Case Four: Inference and Save a Dataset's Mask and Label for Observation and Subsequent Use
We believe that the fastest way to learn is through "Learn by Doing" (learning by doing), so we will help users quickly get started with a few cases.
Overall, IMDL-BenCo assists you in quickly completing the development of image tampering detection research projects through command line calls similar to git and conda. If you have learned front-end technologies like vue, understanding the design paradigm of IMDLBenCo in the same way as vue-cli will be very easy.
Regardless, please refer to Installation to complete the installation of IMDL-BenCo first.
Motivation of This Chapter
In actual engineering development, in addition to metrics, the actual masks and labels are also very important. This chapter will tell you how to easily infer and save these contents for your subsequent use.
Update Version
This feature was added in the v0.1.36 version of IMDLBenCo. Please use benco -v to check the version, and update to the latest version if necessary to use the inference feature.
Preparation
First, you need a dataset to be inferred and a model and corresponding checkpoint for inference.
- For the dataset: you can refer to Dataset Preparation to build it.
- For the inference model, you can obtain a checkpoint from your own training or download a checkpoint provided in our
model_zoo.
Usage
This feature can be used under benco init and benco init model_zoo. The latest version will generate save_images.py in your working path. The --checkpoint_path of this file reads a specific checkpoint file (different from test.py which reads a folder containing multiple ckpts) and a well-organized dataset path.
Inference supports multi-card acceleration. You can refer to the following MVSS-Net inference script to build a shell script to start inference and save:
base_dir="./save_img_dir_mvss"
mkdir -p ${base_dir}
CUDA_VISIBLE_DEVICES=0,1,2,3 \
torchrun \
--standalone \
--nnodes=1 \
--nproc_per_node=4 \
./save_images.py \
--model MVSSNet \
--edge_mask_width 7 \
--world_size 1 \
--test_data_path "/mnt/data0/public_datasets/IML/CASIA1.0" \
--checkpoint_path "/mnt/data0/public_datasets/IML/IMDLBenCo_ckpt/checkpoint-mvss-casiav2.pth" \
--test_batch_size 2 \
--image_size 512 \
--no_model_eval \
--if_resizing \ --output_dir ${base_dir}/ \
--log_dir ${base_dir}/ \
2> ${base_dir}/error.log 1>${base_dir}/logs.log
The framework will automatically resize or remove excess padding based on --if_resizing and --if_padding to ensure that the input images of the dataset and the output masks are the same size. All output images will be saved to the path corresponding to --output_dir according to the file name. Note that if there are files with the same name in the dataset, they will be overwritten, so be careful and rename the contents of the dataset if necessary.
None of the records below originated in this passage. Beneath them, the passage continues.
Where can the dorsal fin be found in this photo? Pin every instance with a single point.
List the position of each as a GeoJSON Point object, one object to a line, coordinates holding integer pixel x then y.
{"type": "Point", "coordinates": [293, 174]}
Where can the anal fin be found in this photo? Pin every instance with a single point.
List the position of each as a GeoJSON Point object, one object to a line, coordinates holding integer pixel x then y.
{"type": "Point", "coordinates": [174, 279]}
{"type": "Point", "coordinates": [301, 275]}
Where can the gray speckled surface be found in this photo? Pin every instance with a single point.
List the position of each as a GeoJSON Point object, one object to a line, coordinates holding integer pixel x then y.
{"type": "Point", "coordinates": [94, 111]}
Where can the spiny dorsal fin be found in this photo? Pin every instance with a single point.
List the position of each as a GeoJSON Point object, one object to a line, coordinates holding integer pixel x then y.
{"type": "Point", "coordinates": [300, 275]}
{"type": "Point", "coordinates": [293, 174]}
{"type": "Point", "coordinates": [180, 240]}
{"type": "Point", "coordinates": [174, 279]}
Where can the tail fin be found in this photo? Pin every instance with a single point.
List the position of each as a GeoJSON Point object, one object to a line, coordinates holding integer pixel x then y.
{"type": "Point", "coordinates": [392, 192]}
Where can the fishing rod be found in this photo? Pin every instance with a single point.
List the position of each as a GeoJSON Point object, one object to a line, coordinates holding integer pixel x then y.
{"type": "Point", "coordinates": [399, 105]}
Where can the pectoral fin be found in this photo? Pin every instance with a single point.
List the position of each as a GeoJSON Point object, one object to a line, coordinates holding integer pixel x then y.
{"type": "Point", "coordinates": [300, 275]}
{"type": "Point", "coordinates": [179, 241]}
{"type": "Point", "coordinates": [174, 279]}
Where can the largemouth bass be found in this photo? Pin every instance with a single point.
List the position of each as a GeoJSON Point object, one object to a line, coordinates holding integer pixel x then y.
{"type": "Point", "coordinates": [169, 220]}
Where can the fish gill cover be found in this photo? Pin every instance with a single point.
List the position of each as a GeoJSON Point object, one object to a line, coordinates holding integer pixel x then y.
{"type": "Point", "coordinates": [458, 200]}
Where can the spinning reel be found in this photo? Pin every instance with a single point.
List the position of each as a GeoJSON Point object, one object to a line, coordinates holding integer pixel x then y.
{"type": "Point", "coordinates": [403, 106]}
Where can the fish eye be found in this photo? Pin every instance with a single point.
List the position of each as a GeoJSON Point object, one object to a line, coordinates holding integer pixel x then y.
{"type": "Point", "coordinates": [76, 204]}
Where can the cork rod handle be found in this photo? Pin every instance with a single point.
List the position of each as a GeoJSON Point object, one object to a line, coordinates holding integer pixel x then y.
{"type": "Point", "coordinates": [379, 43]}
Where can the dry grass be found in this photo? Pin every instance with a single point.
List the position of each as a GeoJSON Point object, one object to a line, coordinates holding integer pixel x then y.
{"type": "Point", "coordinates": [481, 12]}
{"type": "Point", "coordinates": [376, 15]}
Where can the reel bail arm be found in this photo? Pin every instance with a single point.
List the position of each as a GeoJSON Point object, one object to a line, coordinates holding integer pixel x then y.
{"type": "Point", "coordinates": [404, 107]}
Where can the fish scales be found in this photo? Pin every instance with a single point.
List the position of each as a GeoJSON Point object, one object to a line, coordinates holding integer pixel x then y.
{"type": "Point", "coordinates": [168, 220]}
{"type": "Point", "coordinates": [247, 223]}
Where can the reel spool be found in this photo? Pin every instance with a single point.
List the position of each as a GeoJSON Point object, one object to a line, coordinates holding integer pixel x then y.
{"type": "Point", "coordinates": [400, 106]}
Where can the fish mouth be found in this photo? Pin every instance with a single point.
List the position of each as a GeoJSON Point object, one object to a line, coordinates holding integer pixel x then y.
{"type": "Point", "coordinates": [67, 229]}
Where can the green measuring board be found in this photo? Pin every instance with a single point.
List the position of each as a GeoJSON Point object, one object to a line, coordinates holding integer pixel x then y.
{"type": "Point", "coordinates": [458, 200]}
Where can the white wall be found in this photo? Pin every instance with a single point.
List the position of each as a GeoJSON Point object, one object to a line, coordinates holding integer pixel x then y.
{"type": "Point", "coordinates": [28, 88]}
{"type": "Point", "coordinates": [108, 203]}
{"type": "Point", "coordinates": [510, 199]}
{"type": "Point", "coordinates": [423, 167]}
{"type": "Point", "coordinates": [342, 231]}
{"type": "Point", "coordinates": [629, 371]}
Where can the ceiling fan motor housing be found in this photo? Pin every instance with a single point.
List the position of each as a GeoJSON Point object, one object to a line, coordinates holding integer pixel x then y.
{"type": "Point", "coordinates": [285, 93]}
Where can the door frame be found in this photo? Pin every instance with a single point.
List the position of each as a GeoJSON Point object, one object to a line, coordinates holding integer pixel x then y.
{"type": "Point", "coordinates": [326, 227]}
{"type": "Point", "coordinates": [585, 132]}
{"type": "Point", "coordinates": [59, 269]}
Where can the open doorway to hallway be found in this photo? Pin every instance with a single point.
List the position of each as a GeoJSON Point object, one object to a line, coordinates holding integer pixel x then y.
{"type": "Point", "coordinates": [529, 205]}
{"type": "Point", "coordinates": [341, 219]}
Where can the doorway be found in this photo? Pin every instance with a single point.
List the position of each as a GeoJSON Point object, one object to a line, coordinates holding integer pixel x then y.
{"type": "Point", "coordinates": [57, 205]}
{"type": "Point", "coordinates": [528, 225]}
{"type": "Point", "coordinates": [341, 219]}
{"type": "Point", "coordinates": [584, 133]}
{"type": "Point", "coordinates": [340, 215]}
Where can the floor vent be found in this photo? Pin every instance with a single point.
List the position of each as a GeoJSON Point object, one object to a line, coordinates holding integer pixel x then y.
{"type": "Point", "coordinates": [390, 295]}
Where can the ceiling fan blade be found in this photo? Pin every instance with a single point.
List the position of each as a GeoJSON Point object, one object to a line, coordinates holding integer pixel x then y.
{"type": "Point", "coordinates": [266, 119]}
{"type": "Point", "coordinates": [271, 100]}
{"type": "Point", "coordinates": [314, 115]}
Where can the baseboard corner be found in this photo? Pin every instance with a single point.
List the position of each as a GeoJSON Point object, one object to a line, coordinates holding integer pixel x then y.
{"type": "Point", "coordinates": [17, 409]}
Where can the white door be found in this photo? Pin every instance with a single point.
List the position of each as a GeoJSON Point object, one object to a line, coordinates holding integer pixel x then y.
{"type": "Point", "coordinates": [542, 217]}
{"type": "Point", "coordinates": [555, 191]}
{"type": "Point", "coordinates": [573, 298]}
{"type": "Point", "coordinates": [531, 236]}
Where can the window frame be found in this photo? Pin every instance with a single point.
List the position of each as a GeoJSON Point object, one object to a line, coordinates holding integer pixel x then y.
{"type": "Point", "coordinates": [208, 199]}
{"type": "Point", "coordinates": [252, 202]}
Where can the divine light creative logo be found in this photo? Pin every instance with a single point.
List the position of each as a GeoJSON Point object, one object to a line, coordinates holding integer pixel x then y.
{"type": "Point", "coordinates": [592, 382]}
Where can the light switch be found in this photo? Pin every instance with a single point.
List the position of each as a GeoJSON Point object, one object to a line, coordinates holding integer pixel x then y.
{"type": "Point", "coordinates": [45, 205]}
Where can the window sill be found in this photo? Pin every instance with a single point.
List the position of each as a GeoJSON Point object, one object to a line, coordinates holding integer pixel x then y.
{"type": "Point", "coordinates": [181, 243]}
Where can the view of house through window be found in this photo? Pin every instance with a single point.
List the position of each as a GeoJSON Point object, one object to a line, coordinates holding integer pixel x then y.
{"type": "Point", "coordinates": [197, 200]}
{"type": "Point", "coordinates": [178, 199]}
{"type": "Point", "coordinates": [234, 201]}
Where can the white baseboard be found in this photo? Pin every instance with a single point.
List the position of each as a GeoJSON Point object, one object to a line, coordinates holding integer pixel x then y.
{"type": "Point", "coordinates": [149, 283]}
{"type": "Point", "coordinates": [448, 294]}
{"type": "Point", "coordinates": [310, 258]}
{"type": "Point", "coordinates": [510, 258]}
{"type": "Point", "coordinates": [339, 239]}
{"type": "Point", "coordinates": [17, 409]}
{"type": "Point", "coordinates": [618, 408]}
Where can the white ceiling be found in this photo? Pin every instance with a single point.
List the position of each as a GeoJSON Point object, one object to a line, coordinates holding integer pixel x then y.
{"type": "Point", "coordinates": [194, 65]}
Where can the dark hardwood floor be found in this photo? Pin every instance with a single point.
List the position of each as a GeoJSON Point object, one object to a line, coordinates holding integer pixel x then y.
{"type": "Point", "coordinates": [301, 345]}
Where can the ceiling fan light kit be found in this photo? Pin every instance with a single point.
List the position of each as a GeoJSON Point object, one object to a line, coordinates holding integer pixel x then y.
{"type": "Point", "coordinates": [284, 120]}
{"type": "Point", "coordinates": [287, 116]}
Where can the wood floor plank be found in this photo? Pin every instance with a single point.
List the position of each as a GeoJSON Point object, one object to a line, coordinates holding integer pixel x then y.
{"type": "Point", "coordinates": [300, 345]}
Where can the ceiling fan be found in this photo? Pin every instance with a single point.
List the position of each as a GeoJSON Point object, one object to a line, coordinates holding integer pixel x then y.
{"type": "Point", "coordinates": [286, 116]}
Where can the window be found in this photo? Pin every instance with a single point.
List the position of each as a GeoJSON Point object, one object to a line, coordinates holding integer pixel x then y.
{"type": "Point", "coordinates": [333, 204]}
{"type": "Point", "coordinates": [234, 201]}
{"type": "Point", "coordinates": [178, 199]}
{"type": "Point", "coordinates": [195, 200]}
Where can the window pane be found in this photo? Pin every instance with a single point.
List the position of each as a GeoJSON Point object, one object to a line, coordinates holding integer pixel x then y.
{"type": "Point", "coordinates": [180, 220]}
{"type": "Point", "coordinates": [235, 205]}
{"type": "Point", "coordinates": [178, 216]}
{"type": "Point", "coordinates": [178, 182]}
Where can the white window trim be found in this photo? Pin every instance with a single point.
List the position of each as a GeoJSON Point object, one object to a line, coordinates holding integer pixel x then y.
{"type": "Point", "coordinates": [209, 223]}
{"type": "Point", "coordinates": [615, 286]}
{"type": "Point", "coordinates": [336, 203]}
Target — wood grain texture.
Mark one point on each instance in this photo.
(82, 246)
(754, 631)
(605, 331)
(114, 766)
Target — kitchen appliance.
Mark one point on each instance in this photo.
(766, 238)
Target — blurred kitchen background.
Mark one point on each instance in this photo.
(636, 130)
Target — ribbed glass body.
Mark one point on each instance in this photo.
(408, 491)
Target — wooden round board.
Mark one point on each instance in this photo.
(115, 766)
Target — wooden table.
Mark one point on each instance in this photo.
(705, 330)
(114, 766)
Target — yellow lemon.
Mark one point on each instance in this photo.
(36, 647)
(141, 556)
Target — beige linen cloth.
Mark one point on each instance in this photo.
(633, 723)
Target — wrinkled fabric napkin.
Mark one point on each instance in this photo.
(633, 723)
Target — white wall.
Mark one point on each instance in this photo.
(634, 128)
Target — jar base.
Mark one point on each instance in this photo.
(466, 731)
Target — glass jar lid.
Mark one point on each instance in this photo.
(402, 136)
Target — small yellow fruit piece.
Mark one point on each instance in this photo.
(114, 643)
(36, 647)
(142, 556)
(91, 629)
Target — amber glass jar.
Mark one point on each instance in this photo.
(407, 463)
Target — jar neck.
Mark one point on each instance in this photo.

In addition, if the model itself has an image-level output, the framework will first output multiple pred_label_rank{rank}.json based on the number of GPUs, and then merge all these files into a final pred_label_combined.json. This process will also deduplicate based on file names. The obtained json file is the model's predicted probability that each image has been tampered with, which is a floating-point number between 0 and 1, in the following format:
{
"Sp_D_CND_A_pla0005_pla0023_0281.jpg": 0.9999610185623169,
"Sp_D_CNN_A_art0024_ani0032_0268.jpg": 1.0,
"Sp_D_CNN_A_nat0085_ani0027_0271.jpg": 0.9998431205749512,
"Sp_D_CNN_A_sec0012_ani0007_0275.jpg": 0.999996542930603,
"Sp_D_CNN_R_art0017_art0090_0277.jpg": 1.0,
"Sp_D_CRN_A_ani0036_ani0066_0372.jpg": 1.0,
...
}
If it is a model without image-level output and only performs segmentation, it will not output json by default, only images.